Deputy of the National Assembly for Paris's 24th constituency [fr]
- In office 26 July 1974 – 1 May 1977
- In office 19 March 1978 – 16 March 1986

Deputy of the National Assembly for Val-d'Oise
- In office 2 April 1986 – 29 September 1986

Senator for Val-d'Oise
- In office 28 September 1986 – 1 October 1995

Personal details
- Born: Hélène de Mitry 15 June 1927 Paris, France
- Died: 22 January 2015 (aged 87) Paris, France
- Party: Union of Democrats for the Republic; Rally for the Republic;
- Spouse: François Missoffe
- Children: 8
- Relatives: Françoise de Panafieu (daughter)

= Hélène Missoffe =

French politician (1927–2015)

Hélène Missoffe ( Hélène de Mitry; 15 June 1927 – 22 January 2015) was a French Union of Democrats for the Republic later the Rally for the Republic politician. She was elected three times as a deputy of the National Assembly between 1974 and 1986, firstly to represent Paris's 24th constituency during the fifth and sixth legislatures of the National Assembly and lastly to represent the Val-d'Oise constituency at the eighth National Assembly legislature. Missoffe served as a senator in the French Senate for Val-d'Oise from 1986 to 1995 and was a vice-president of the Regional Council of Île-de-France. She was appointed Officier de la Légion d'honneur.

==Personal background==
On 15 June 1927, Missoffe was born in the 9th arrondissement of Paris. She was the daughter of the Count Emmanuel de Mitry and Marguerite de Wendel, who was a descendant of the Wendel family. Missoffe was a Catholic. She was married to François Missoffe, the politician who was the former Ambassador of France to Japan, with whom she had eight children, including the politician Françoise de Panafieu. On 22 January 2015, Missoffe died in Paris. Her funeral took place five days later in Seine-Maritime.

==Career==
Missoffe was a member of the Union of Democrats for the Republic and later the Rally for the Republic political party. She became a deputy for Paris's 24th constituency to be part of the fifth legislature of the National Assembly on 26 July 1974, replacing her husband whose temporary mission as Minister of Foreign Affairs was extended past half a year. Missoffe served as a member on the Committee on Cultural, Family and Social Affairs from 1974 to 1977, and was appointed the State Secretary to the Minister of Health and Social Security, by President Valéry Giscard d'Estaing on 1 April 1977. She remained in the post until 31 March 1978 prior to the dissolution of the Second Barre Government, and had been a councillor for Paris. Missoffe was appointed the Union of Democrats for the Republic's national secretary for women's action and then as its national delegate overseeing cultural, family and social affairs in 1975.

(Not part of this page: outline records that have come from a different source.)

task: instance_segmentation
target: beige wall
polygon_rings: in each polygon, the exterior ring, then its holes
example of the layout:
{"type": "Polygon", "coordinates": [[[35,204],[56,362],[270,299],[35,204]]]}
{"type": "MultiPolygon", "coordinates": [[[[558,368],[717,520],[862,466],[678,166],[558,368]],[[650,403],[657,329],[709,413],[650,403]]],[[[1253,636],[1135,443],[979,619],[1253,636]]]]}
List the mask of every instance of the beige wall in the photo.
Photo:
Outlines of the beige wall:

At the 1978 French legislative election on 19 March 1978, Missoffe was elected to serve the 24th district of Paris in the sixth legislature of the National Assembly that first convened on 3 April 1978 and dissolved on 22 May 1981. She again served as a member on the Committee on Cultural, Family and Social Affairs between 1978 and 1981. Missoffe won reelection to represent the 24th district of Paris in the seventh National Assembly legislature at the 1981 French legislative election held on 21 June 1981. As before, she was a member of the Committee on Cultural, Family and Social Affairs and remained a representative of her district until 4 January 1986. In 1981, Missoffe was elected councillor of the Regional Council of Île-de-France, serving as one of its vice-presidents from 1982 to 1986. She was made the Rally for the Republic's adviser for Paris in 1983 and was appointed chair of the Parliamentary Association for the Freedom of Education.

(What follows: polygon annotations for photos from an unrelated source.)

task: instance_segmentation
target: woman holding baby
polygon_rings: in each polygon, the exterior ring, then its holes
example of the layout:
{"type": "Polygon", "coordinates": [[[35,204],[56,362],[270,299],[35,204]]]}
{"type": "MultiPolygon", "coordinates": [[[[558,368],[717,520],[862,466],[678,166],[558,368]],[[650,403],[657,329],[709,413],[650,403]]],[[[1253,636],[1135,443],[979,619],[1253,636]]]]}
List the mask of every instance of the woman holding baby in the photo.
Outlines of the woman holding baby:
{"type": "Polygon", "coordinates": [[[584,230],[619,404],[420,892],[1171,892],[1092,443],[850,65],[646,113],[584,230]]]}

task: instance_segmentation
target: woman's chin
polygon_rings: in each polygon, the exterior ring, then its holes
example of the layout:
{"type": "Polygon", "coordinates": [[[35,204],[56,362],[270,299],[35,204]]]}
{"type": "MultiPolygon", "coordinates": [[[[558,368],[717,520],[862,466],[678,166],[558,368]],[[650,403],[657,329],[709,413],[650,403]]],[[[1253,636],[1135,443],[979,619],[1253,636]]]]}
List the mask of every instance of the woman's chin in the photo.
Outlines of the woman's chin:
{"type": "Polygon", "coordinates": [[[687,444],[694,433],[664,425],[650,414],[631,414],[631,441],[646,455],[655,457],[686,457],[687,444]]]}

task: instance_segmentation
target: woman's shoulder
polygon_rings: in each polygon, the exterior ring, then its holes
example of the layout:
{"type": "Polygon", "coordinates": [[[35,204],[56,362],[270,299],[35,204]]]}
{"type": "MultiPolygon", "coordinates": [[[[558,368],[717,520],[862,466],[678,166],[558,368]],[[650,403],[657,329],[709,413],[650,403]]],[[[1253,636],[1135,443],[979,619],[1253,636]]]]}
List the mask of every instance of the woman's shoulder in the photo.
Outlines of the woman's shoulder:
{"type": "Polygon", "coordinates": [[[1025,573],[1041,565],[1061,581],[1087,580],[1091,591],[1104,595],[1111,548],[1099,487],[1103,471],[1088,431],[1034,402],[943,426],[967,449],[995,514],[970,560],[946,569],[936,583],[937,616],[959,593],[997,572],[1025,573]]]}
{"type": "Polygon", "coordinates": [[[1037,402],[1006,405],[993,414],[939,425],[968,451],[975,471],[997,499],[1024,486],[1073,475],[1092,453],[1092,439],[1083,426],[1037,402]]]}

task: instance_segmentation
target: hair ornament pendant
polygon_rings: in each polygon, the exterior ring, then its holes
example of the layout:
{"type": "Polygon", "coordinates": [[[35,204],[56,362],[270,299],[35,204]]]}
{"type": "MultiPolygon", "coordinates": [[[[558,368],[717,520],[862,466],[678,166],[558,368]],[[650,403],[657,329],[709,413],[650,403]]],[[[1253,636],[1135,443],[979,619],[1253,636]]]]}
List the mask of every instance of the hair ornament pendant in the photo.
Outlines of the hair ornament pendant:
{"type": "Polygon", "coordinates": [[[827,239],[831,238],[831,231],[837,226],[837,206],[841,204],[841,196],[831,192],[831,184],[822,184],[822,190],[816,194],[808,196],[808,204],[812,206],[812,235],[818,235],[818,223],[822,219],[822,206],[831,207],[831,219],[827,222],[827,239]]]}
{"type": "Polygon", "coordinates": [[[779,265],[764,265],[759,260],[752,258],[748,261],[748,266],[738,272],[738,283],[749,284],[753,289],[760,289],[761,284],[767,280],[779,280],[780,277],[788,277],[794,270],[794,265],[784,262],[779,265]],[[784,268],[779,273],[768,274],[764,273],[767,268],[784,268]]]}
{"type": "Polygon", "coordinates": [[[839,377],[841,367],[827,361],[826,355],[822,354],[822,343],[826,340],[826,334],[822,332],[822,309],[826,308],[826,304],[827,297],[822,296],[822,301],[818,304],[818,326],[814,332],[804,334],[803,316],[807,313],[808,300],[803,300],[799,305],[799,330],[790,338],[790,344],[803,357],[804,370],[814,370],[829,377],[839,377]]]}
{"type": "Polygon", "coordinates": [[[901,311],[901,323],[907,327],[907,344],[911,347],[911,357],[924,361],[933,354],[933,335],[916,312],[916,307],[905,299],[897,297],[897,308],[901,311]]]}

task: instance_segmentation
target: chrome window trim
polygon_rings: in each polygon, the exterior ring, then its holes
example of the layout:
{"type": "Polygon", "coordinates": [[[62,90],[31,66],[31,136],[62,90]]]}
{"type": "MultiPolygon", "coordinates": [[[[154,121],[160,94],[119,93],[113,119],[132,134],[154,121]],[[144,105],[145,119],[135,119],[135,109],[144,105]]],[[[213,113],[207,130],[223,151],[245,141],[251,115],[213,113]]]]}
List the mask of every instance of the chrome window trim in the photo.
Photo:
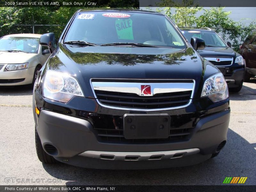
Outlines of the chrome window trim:
{"type": "MultiPolygon", "coordinates": [[[[123,83],[125,83],[123,82],[123,83]]],[[[138,83],[141,84],[149,84],[150,83],[138,83]]],[[[161,83],[160,82],[158,83],[161,83]]],[[[92,78],[90,79],[90,84],[91,84],[91,88],[92,90],[92,92],[93,92],[93,95],[96,98],[96,100],[97,101],[97,102],[98,102],[98,104],[100,105],[102,107],[106,107],[106,108],[112,108],[114,109],[120,109],[122,110],[129,110],[130,111],[163,111],[163,110],[169,110],[170,109],[180,109],[183,108],[184,108],[188,107],[188,106],[189,106],[191,104],[191,103],[192,102],[192,99],[193,98],[194,95],[194,92],[195,91],[195,88],[196,86],[196,81],[194,79],[112,79],[112,78],[92,78]],[[192,89],[192,92],[191,93],[191,97],[190,97],[190,99],[189,100],[188,102],[186,104],[186,105],[181,105],[181,106],[179,106],[178,107],[172,107],[172,108],[157,108],[157,109],[140,109],[140,108],[125,108],[125,107],[114,107],[113,106],[110,106],[109,105],[105,105],[103,103],[101,103],[99,100],[97,98],[97,96],[96,95],[96,94],[95,93],[95,92],[94,90],[94,89],[93,88],[93,86],[92,85],[92,80],[93,79],[97,79],[97,80],[123,80],[124,81],[129,81],[131,80],[139,80],[139,81],[179,81],[179,80],[188,80],[188,81],[193,81],[193,87],[192,89]]]]}
{"type": "Polygon", "coordinates": [[[203,58],[209,61],[210,62],[211,62],[211,60],[215,61],[216,61],[216,59],[217,58],[219,58],[220,59],[221,59],[223,60],[222,61],[231,61],[231,64],[230,65],[214,65],[214,66],[216,66],[216,67],[226,67],[228,66],[230,66],[231,65],[232,65],[232,64],[233,64],[233,60],[234,60],[234,58],[233,57],[203,57],[203,58]],[[215,59],[215,60],[209,60],[211,59],[215,59]]]}

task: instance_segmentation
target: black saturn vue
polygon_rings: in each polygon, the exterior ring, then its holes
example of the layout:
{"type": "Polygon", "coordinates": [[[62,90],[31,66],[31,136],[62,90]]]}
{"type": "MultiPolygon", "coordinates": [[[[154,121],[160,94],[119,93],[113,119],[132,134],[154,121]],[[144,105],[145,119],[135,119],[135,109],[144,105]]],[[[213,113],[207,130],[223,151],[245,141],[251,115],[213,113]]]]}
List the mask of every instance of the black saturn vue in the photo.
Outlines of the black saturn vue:
{"type": "Polygon", "coordinates": [[[225,145],[230,109],[222,74],[159,13],[80,10],[35,83],[37,155],[90,168],[194,164],[225,145]]]}
{"type": "Polygon", "coordinates": [[[230,92],[237,92],[243,86],[245,73],[244,58],[230,48],[231,43],[225,43],[214,31],[208,28],[183,29],[182,33],[190,41],[196,37],[204,39],[205,48],[198,53],[214,65],[221,71],[226,80],[230,92]]]}

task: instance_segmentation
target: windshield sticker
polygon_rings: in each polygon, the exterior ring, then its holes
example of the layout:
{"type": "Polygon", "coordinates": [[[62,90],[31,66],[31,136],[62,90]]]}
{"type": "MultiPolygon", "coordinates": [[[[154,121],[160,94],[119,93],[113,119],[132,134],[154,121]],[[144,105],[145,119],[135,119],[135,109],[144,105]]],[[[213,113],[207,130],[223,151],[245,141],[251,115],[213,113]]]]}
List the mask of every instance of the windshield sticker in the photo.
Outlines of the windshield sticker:
{"type": "Polygon", "coordinates": [[[116,20],[116,29],[119,39],[134,39],[132,32],[132,21],[130,19],[116,20]]]}
{"type": "Polygon", "coordinates": [[[93,19],[95,14],[89,13],[79,13],[77,19],[93,19]]]}
{"type": "Polygon", "coordinates": [[[173,44],[175,45],[181,45],[181,44],[180,44],[180,43],[179,42],[177,42],[177,41],[173,41],[173,44]]]}
{"type": "Polygon", "coordinates": [[[23,41],[22,40],[16,41],[16,46],[17,49],[23,50],[23,41]]]}
{"type": "Polygon", "coordinates": [[[188,33],[200,33],[201,32],[201,31],[188,31],[188,33]]]}
{"type": "Polygon", "coordinates": [[[131,17],[131,15],[128,14],[119,13],[103,13],[102,15],[103,16],[104,16],[104,17],[113,17],[114,18],[125,18],[131,17]]]}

Missoffe was elected to represent the Val-d'Oise constituency at the eighth National Assembly legislature at the 1986 French legislative election on 16 March 1986. She was a member of the Foreign Affairs Committee of which she was its secretary and served on the National Assembly delegation for planning. Missoffe resigned on 30 September 1986, after she was elected to the French Senate representing the Val-d'Oise department. She was a member of the Social Affairs Committee, the Parliamentary Delegation for Demographic Problems and the National Committee for Retired and Elderly Persons. Missoffe stood down as a senator in September 1995, having decided not to stand for reelection. She made public speeches in support of bills to deal with unemployment and getting back into work and the formation of the French drug agency. Missoffe authored several articles in newspapers, and she was appointed Officier de la Légion d'honneur.